In [57]:
import pandas as pd

boston = pd.read_csv("../../data/Boston.csv").rename({"Unnamed: 0": "Id"}, axis=1).set_index("Id")
u = boston["medv"].mean()
u

np.float64(22.532806324110677)

In [58]:
import numpy as np
se_medv = boston['medv'].std(ddof=1) / np.sqrt(len(boston))
se_medv

np.float64(0.40886114749753505)

With an estimated value of 22.53 and a std error of 0.4, this estimate can be trusted. Our mean value would probably be between 22 and 23.

In [59]:
def boot_fn(data: pd.DataFrame, idx, mean_med = 1):
    df = data.loc[idx]
    if mean_med == 1:
        return df["medv"].mean()
    elif mean_med == 0:
        return df["medv"].median()
    else:
        return np.percentile(df["medv"], 10)

In [60]:
B = 1000
n = boston.shape[0]
rng = np.random.default_rng(0)

means = np.zeros(B)

for i in range(B):
    idx = rng.choice(boston.index, size=n, replace=True)
    means[i] = boot_fn(boston, idx)

se = means.std(ddof=0)

print("Standard Error (bootstrap):" + str(se))

Standard Error (bootstrap):0.4125347675099613


The bootstrap returned an estimate slightly higher then the original, by almost 0.01.

In [61]:
mean_medv = boston['medv'].mean()

ci_lower = mean_medv - 2 * se
ci_upper = mean_medv + 2 * se

(ci_lower, ci_upper)

(np.float64(21.707736789090752), np.float64(23.3578758591306))

In [62]:
ci_formula_lower = mean_medv - 2 * se_medv
ci_formula_upper = mean_medv + 2 * se_medv

(ci_formula_lower, ci_formula_upper)


(np.float64(21.715084029115605), np.float64(23.35052861910575))

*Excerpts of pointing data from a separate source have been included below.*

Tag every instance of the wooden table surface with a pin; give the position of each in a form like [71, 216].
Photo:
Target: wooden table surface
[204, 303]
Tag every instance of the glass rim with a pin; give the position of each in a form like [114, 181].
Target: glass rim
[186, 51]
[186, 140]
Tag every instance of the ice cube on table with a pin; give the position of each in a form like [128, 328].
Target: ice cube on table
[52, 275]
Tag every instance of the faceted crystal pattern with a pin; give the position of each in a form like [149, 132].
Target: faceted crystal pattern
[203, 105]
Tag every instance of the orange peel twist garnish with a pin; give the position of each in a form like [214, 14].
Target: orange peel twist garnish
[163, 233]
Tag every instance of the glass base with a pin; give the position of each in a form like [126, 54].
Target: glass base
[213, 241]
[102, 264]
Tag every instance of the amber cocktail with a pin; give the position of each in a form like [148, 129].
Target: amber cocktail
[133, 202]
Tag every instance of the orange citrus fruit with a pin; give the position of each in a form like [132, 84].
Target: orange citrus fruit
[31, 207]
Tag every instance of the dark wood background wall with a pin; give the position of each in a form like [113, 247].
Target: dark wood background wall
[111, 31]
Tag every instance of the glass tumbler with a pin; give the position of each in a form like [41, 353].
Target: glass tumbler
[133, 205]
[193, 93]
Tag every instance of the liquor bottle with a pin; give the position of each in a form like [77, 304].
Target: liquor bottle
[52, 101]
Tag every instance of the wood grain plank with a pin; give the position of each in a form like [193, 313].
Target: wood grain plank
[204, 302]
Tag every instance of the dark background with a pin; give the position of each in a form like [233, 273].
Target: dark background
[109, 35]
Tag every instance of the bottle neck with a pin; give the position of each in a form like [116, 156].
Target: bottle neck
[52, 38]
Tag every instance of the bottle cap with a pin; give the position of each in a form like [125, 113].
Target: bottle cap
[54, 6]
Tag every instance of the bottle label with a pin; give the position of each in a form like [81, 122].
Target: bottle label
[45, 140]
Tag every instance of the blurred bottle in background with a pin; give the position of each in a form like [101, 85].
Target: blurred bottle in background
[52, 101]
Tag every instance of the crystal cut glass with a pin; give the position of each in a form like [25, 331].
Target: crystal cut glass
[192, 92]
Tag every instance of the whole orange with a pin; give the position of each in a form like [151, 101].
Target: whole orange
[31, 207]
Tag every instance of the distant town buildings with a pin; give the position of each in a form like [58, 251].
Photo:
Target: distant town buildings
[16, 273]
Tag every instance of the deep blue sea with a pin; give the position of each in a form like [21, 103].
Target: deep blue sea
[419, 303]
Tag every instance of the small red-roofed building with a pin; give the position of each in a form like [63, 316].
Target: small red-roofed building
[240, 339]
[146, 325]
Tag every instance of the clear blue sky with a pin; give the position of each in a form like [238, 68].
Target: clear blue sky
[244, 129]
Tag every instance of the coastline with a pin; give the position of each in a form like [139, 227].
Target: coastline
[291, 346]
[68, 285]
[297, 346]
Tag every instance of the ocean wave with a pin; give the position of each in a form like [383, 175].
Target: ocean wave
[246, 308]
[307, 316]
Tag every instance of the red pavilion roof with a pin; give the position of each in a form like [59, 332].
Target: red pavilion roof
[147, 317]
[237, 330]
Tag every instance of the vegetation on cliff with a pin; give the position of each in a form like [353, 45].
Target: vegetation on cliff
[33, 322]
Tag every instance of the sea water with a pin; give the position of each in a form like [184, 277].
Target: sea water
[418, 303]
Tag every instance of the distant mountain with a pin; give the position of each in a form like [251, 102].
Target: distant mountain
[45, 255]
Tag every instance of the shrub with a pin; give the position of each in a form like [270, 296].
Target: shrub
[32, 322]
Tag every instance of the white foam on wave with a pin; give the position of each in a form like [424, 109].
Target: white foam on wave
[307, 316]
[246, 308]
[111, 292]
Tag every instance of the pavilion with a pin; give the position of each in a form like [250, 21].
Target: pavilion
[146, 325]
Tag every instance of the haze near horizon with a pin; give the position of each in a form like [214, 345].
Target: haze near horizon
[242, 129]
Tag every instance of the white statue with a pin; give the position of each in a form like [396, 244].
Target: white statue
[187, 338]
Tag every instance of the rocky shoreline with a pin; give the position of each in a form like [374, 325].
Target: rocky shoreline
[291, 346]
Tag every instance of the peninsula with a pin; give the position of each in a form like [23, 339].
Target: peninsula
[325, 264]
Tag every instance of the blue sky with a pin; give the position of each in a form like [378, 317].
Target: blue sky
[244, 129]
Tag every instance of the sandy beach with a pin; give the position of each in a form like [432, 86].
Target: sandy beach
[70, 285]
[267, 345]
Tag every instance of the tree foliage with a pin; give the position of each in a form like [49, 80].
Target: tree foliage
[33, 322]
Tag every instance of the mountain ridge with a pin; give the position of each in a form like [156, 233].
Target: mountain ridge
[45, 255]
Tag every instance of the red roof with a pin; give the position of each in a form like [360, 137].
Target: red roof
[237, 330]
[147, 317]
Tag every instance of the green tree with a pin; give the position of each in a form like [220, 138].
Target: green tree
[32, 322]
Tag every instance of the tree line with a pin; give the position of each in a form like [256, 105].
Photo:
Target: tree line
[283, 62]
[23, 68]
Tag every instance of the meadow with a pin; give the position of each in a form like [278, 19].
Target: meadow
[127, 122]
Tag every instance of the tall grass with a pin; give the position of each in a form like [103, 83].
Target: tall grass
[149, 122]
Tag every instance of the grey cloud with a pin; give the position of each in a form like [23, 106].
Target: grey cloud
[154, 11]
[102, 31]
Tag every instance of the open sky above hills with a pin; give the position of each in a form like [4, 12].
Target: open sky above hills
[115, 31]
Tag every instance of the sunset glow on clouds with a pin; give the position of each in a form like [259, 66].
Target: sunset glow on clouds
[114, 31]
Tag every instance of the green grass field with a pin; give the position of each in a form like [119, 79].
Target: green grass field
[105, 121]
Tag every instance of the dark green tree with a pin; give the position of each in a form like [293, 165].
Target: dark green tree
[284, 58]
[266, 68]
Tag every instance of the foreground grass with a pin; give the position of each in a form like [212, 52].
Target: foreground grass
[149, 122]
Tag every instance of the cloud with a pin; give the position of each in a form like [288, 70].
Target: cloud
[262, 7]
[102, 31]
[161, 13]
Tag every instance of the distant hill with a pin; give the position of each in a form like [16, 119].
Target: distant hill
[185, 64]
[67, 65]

The results are very close, confirming that the bootstrap provides a reliable estimate. Both intervals suggest that the population mean of median housing value lies comfortably between 21.7 and 23.4. The small difference (≈0.01) is expected due to the randomness in resampling.

In [63]:
mu_med = boston["medv"].median()
mu_med

np.float64(21.2)

In [64]:
B = 1000
n = boston.shape[0]
rng = np.random.default_rng(0)

meds = np.zeros(B)

for i in range(B):
    idx = rng.choice(boston.index, size=n, replace=True)
    meds[i] = boot_fn(boston, idx, 0)

se = meds.std(ddof=0)

print("Median standard error (bootstrap):" + str(se))

Median standard error (bootstrap):0.3694462207141924


The result (0.37) suggests that the median housing value is relatively stable across samples, but still subject to some fluctuation. This reflects the robustness of the median to outliers,it's less sensitive than the mean but still varies when the sample changes. Overall, this gives us a reliable measure of uncertainty around the median value of medv in the Boston housing data set.

In [65]:
mu_0_1 = np.percentile(boston["medv"], 10)
mu_0_1

np.float64(12.75)

In [66]:
B = 1000
n = boston.shape[0]
rng = np.random.default_rng(0)

perc = np.zeros(B)

for i in range(B):
    idx = rng.choice(boston.index, size=n, replace=True)
    perc[i] = boot_fn(boston, idx, 2)

se = perc.std(ddof=0)

print("tenth percentile standard error (bootstrap):" + str(se))

tenth percentile standard error (bootstrap):0.5034541091301172


The small standard error suggests that the 10th percentile is estimated with fairly high precision despite being from the tail of the distribution, which can often have higher variability.